Fentanyl - Photo courtesy of Joaquin Corbalan P on Shutterstock

Prosecutors Tuesday declined to file a criminal complaint against a 32-year-old man suspected of dealing fentanyl in Banning, instead returning the case to police for additional investigation.

Donald Chapman Schlachter was arrested and booked into the Smith Correctional Facility in Banning Thursday on suspicion of possession of controlled substances, possession of illegal drugs for sale, transportation of controlled substances and possession of drug paraphernalia.

Banning Police Department detectives submitted the case to the Riverside County District Attorney’s Office for review, but on Tuesday morning, prosecutors informed the agency that no charges would be filed due to apparent evidentiary concerns, according to D.A.’s office spokesman John Hall.

Schlachter, who has been held on $30,000 bail since Thursday, was slated to be released from custody Tuesday afternoon.

According to Banning police, about 7:30 a.m. Thursday, a patrol unit stopped the suspect for an alleged traffic violation as he was driving through the 300 block of South Highland Springs Avenue.

“During the contact, the officer noticed drug paraphernalia in plain sight inside the vehicle,” according to a police statement. “During further investigation, the officer located approximately 23 grams of suspected fentanyl powder and methamphetamine, and baggies consistent with sales of narcotics.”

Schlachter was taken into custody without incident. Background information on the suspect was not available.

Fentanyl is manufactured in overseas labs and according to the U.S. Drug Enforcement Administration, it’s smuggled across the U.S.-Mexico border by drug cartels. The substance is 80-100 times more potent than morphine and is a popular additive, mixed into any number of narcotics and pharmaceuticals. The ingestion of only two milligrams can be fatal.

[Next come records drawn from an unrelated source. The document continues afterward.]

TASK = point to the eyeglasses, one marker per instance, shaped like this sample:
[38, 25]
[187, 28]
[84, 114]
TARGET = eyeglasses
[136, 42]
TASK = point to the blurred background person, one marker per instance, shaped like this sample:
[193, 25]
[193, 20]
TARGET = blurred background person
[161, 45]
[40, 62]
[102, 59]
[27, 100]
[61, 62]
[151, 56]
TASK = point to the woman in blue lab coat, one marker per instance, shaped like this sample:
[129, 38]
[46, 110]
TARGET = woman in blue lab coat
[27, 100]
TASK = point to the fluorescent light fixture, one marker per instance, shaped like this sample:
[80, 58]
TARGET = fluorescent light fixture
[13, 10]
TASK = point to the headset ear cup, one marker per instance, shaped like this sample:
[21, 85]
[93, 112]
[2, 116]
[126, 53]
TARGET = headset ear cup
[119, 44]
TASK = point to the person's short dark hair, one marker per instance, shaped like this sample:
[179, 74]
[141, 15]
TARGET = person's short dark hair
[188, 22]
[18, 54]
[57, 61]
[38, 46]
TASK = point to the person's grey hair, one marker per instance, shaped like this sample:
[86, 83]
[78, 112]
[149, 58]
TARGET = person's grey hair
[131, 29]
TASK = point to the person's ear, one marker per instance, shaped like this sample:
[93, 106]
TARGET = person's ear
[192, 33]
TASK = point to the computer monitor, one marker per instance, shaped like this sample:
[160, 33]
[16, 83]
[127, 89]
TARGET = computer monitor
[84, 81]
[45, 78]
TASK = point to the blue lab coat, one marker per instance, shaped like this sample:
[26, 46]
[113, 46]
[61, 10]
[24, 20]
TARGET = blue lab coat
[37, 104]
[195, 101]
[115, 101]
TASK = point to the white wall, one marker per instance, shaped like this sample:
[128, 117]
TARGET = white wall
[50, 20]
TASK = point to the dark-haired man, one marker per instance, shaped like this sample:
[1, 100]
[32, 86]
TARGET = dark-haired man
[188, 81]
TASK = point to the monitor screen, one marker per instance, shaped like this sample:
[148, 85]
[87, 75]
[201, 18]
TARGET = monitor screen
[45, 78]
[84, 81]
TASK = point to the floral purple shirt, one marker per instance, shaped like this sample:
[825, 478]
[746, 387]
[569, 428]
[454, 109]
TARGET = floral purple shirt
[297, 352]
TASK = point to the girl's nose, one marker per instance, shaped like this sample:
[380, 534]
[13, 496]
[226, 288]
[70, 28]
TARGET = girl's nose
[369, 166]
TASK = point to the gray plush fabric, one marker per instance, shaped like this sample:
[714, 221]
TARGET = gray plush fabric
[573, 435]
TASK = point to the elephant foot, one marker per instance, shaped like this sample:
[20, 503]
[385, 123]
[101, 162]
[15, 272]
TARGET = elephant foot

District Attorney Mike Hestrin told the Board of Supervisors last month there were nearly 500 fentanyl-induced deaths countywide in 2021, which represents a 250-fold increase from 2016, when only two such fatalities were documented.

Statistics published in May by the U.S. Centers for Disease Control and Prevention showed there were roughly 108,000 fatal drug overdoses in 2021, and fentanyl poisoning accounted for over 80,000 of them.